This week’s newsletter describes the availability of a libsecp256k1 fork
implementing BIP-Schnorr compatible signatures, lists popular questions
and answers for February from the Bitcoin StackExchange, and describes
notable merges in popular Bitcoin infrastructure projects.
Basic single pubkeys and signatures. These are almost identical
in use to those with Bitcoin’s current ECDSA algorithm, although
signatures are serialized to use about eight fewer bytes and can
be efficiently verified in batches.
MuSig for multiparty signatures. Onchain, these look
identical to single pubkeys and signatures but the public keys and
signatures are generated by a set of
private keys using a multi-step protocol. Whereas
multisig using current Bitcoin Script requires n pubkeys
and k signatures for k-of-n multisig security, MuSig can provide the
same security using just one public key and one signature—reducing
block chain space, improving verification efficiency, increasing
privacy, and allowing much larger sets of signers than supported
by Bitcoin Script’s current byte-size and signature-operation
limits. But it does have two downsides: the increase in privacy
also destroys provable accountability—there’s no way to know
which particular authorized signers were part of the subset that
created a signature—and the multi-step protocol requires
especially careful management of secret nonces to avoid accidentally
revealing private keys. Addressing the second issue, Poelstra’s post details
how libsecp256k1-zkp attempts to minimize the risk of
nonce-related failures and teases the possibility of even better
solutions in the future.
Adapter signatures for scriptless scripts. Using a multi-step
protocol, Alice can prove to Bob that her final signature for
spending a certain payment will reveal to him a value that will
satisfy some specified condition. For example, that value could
be another signature that will allow Bob himself to claim a
certain other payment, such as an atomic swap or an LN payment
commitment. To everyone besides Alice and Bob, the signature is
just another valid signature with no special meaning. This can
often improve the privacy and efficiency of the onchain parts of
protocols by removing the need for including special data onchain,
such as the current use of hashes and hashlocks in atomic swaps
and LN payment commitments.
The updated library doesn’t make the features available on
sidechains by itself, but it does provide the code upon which both
signature generation and verification can be performed—allowing
developers to build the tools necessary to put Schnorr-based systems
into production. It is hoped that the code will receive additional
review and be ported into the upstream libsecp256k1 library for
eventual use in Bitcoin Core related to a soft fork proposal. To
learn more, read the blog post or
Selected Q&A from Bitcoin StackExchange
Bitcoin StackExchange is one of the first places Optech
contributors look for answers to their questions—or when we have a
few spare moments of time to help curious or confused users. In
this monthly feature, we highlight some of the top voted questions and
answers made since our last update.
Why does BIP44 have internal and external addresses?
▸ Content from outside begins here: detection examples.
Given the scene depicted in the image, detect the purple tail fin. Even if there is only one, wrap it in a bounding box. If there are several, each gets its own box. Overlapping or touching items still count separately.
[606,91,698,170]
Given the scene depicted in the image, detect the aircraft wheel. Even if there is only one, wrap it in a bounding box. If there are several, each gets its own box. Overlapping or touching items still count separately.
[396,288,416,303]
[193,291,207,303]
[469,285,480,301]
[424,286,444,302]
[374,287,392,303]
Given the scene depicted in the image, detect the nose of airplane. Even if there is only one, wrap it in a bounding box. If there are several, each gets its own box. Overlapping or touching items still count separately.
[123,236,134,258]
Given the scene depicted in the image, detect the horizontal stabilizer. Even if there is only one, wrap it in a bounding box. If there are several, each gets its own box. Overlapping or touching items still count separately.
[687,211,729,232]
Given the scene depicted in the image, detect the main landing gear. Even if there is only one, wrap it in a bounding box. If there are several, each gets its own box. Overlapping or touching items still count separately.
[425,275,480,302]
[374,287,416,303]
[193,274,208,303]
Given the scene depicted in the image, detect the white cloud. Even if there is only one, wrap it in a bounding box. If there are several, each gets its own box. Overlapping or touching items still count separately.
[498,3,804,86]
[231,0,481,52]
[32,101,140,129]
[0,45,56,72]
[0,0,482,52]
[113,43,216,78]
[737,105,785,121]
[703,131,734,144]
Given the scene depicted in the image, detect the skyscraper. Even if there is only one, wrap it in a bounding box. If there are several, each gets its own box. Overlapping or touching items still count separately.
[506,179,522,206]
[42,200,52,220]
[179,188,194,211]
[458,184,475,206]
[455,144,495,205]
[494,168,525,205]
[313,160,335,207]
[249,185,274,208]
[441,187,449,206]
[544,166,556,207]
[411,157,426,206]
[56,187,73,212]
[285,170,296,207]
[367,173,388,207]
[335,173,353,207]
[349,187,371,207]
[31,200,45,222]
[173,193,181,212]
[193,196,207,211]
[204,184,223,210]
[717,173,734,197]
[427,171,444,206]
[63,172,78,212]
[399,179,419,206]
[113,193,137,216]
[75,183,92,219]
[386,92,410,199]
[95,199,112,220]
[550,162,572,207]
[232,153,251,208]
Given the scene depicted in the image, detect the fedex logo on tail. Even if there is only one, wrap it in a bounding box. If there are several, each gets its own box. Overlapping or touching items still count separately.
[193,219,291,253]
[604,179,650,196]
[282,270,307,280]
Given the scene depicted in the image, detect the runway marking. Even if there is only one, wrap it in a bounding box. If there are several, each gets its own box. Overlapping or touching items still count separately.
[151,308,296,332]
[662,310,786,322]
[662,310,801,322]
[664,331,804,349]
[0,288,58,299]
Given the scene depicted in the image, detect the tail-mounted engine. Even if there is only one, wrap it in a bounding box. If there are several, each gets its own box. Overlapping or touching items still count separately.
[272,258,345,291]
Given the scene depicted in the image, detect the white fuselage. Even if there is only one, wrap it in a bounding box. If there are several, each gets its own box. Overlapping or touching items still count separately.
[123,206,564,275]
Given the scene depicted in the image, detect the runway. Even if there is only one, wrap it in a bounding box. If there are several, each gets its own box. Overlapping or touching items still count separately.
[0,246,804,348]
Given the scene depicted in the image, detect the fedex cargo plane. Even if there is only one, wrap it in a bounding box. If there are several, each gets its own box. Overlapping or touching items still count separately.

External addresses are those you give to other people so that they can
pay you; internal addresses are those you include in your own
transactions for receiving change. Pieter Wuille explains that
BIP32, upon which BIP44 is based, encourages using separate
derivation paths for these keys in case you need to prove to an
auditor how much money you’ve received but not how much money you’ve
spent (or have left). By giving the auditor the extended public key
(xpub) for just the external addresses, he can track your received
payments but still not receive any direct information about your
spending or current balance via the change addresses.
Bitcoin Core #15348 adds a productivity hints document
describing tools and techniques developers have found to improve their
efficiency. Although some are specific to Bitcoin Core and C++
development, others more generally apply to anyone who develops with
git or GitHub.
C-Lightning #2353, #2360, and
#2365 updates various RPCs to now accept values
suffixed with “btc”, “sat”, or “msat” to indicate the denomination of
the value. The “btc” value allows up to 11 decimal places and the
“sat” value up to 3 decimal places but, in both cases, the last three
of these places must be zeroes for onchain operations where the extra
precision isn’t supported by the Bitcoin protocol. Other RPCs return
new fields ending in _msat that always contain the millisatoshi
value. Several internal API changes are also made.
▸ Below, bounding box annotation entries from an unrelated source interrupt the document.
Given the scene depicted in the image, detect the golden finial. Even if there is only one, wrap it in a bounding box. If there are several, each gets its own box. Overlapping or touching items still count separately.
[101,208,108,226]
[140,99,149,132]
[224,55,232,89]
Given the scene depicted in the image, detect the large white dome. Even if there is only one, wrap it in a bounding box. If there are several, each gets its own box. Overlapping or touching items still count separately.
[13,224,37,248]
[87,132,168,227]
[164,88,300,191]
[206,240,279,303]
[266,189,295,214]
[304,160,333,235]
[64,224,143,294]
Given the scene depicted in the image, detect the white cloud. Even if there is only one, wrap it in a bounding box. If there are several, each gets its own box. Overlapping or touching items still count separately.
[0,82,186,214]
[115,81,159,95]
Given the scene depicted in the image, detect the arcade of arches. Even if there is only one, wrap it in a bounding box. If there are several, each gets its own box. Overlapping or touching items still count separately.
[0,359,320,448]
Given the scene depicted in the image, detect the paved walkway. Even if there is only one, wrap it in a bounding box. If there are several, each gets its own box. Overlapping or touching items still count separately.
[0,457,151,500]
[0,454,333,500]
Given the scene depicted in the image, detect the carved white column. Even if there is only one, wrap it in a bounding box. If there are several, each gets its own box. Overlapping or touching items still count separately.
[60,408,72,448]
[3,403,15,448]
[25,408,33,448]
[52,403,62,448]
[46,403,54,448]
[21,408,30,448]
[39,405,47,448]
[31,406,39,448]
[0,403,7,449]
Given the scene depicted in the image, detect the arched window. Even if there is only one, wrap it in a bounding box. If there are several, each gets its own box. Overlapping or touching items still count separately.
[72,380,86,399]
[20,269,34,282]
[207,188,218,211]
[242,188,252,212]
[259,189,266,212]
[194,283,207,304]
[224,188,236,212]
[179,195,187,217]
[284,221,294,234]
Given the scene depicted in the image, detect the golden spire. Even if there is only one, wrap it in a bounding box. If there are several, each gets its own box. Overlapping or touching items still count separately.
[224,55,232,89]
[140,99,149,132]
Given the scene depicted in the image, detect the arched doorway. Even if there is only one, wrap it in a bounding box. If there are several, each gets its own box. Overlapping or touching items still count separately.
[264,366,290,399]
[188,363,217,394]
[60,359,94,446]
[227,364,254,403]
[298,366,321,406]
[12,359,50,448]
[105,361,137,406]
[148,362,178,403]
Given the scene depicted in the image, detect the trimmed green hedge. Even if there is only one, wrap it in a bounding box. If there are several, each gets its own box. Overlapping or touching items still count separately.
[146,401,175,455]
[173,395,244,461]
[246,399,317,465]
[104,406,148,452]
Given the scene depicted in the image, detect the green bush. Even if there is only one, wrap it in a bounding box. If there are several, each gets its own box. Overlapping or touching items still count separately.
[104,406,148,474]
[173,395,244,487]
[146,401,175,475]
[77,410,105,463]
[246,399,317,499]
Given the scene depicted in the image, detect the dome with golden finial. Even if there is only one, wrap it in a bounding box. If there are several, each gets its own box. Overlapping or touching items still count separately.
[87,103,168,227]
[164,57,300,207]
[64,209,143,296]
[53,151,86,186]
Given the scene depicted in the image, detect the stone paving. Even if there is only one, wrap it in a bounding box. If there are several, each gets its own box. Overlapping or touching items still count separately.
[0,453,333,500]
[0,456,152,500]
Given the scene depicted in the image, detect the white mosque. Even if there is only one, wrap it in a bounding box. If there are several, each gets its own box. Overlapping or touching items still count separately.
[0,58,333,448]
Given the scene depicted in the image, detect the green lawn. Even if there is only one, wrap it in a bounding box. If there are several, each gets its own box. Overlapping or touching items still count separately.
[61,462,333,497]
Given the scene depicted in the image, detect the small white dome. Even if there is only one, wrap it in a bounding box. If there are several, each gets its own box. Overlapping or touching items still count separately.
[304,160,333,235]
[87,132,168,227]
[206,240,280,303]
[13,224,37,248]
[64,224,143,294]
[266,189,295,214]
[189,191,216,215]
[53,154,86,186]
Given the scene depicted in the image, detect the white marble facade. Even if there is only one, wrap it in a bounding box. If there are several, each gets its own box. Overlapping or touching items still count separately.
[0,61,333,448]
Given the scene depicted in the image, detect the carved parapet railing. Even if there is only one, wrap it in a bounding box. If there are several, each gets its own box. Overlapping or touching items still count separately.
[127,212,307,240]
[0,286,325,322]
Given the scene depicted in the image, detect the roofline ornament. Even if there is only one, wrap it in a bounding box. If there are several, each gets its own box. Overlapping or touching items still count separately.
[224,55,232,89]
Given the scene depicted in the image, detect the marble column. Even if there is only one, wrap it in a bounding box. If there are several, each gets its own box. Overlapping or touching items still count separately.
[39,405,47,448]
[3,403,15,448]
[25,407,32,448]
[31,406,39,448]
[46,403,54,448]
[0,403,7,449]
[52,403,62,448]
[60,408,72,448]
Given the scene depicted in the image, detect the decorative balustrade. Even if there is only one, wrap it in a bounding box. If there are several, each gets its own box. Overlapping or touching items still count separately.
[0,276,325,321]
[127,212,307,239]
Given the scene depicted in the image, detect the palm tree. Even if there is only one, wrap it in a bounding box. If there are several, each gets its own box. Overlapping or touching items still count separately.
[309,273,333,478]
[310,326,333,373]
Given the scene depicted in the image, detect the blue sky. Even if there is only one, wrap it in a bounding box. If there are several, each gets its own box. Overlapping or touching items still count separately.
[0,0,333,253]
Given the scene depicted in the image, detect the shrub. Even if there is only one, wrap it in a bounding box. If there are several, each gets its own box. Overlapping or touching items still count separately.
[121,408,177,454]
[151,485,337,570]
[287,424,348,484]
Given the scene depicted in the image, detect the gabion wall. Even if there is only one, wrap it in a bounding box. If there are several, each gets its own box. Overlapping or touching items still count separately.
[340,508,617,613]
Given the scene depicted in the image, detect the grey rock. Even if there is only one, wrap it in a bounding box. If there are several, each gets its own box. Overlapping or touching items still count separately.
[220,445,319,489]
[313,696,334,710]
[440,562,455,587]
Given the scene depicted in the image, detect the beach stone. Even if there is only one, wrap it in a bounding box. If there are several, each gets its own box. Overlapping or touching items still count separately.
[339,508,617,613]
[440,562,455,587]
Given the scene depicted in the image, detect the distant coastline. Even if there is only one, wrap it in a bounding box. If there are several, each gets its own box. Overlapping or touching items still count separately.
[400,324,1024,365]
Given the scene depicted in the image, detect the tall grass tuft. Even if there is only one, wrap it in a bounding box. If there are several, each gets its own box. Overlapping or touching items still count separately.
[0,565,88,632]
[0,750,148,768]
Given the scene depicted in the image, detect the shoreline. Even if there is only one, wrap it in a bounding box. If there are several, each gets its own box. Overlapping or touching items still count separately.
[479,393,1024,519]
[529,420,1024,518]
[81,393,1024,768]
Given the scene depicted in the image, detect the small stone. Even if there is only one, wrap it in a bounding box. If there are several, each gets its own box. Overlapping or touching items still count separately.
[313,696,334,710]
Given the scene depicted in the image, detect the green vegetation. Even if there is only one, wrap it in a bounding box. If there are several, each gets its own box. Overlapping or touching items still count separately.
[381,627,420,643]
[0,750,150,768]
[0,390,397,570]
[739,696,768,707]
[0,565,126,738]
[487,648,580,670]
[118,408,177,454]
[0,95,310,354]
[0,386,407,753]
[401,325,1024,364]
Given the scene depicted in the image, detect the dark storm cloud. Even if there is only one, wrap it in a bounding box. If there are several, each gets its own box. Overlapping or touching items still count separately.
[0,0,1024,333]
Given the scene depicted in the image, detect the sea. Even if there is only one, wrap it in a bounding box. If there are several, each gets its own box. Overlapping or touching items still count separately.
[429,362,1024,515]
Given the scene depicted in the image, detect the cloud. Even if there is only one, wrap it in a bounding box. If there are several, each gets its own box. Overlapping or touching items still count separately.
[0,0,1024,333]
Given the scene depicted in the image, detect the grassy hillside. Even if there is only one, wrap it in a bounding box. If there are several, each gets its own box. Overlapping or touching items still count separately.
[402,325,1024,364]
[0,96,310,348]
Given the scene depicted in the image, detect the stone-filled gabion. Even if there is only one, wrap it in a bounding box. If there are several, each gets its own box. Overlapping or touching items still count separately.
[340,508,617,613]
C-Lightning #2380 requires transactions have at least one
confirmation before the wallet will attempt to spend their bitcoins by
default. This fixes a problem where the wallet would attempt to spend
its own unconfirmed change outputs but those payments would sometimes
get stuck because the earlier payments weren’t confirming quickly.
Several RPCs related to payments receive a minconf parameter that
defaults to 1 but can be set to 0 to continue the old behavior or
set to a higher value if desired.
Eclair #821 improves the heuristics used to help find
a good route over which to send a payment.